Consider this post a (lengthy) side-note to my earlier post. One of the favorite texts of Molinists is Matthew 11:21-24, because it indicates (1) that there are true counterfactuals of freedom, i.e., truths about what free creatures would have done in different circumstances, and (2) that God knows these true counterfactuals. I pointed out that while (1) and (2) support Molinism over against other views such as Open Theism, they don’t favor Molinism over Augustinianism, since Augustinianism also affirms (1) and (2). (Where Molinism and Augustinianism diverge, at least philosophically, is with respect to the nature of creaturely freedom and how God’s knowledge of the counterfactuals of freedom relates to his eternal decree.)

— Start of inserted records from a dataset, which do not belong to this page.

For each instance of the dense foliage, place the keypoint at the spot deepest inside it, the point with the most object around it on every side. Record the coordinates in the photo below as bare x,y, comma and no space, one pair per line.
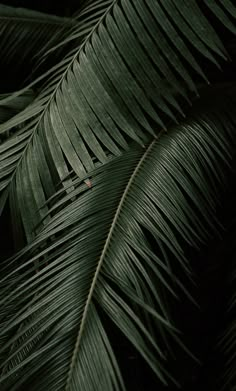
117,172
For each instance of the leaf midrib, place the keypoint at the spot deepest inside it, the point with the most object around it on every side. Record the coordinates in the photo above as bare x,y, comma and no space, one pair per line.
56,89
101,259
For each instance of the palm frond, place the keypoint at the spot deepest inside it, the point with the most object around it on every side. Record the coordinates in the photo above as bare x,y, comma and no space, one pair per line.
14,106
119,85
108,249
22,30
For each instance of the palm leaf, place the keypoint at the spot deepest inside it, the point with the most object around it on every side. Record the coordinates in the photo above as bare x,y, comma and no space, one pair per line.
119,85
22,30
108,250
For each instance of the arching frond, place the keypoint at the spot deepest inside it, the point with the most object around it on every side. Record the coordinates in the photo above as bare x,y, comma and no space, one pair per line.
119,85
106,249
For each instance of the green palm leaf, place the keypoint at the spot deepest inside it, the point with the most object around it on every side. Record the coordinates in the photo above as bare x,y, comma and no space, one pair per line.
119,85
108,250
22,30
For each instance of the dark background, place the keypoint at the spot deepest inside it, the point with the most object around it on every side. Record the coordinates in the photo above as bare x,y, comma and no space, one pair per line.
201,327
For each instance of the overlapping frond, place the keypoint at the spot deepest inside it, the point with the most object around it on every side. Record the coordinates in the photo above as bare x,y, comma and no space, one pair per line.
108,249
119,84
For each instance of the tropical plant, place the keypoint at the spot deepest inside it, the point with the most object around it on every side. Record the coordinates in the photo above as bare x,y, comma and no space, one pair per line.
110,180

In this post I want to take a comment by Dan as a launching-pad for a closer examination of Matthew 11:21-24 and its relevance to the debate between Molinists and Augustinians. Dan wrote:
One of the classic “proof texts” for middle knowledge also seems resistant to Augustinian/Calvinistic reading and to favor libertarian freedom. Matthew 11:21 says: 21 “Woe to you, Chorazin! Woe to you, Bethsaida! For if the mighty works done in you had been done in Tyre and Sidon, they would have repented long ago in sackcloth and ashes.
On Calvinism, irresistible grace (a.k.a. modernistic regeneration or effectual call) determines conversion, such that anyone given God’s irresistible grace cannot resist and will repent. Further, without irresistible grace, no one can convert due to their depravity.
From the verse, we know the people of Chorazin didn’t repent, but the people of Tyre would have repented had the same might works been done there. Tyre was notoriously sinful, so the comparison is to shame the folks of Chorzin – they really had a great opportunity to repent, so their choice to remain in sin was more wicked than the folks of Tyre. Yet on Calvinism, God was not given the folks of Chorzin the one and only thing that He knew could enable and cause repentance: irresistible grace. This alone is problematic and seems disingenuous.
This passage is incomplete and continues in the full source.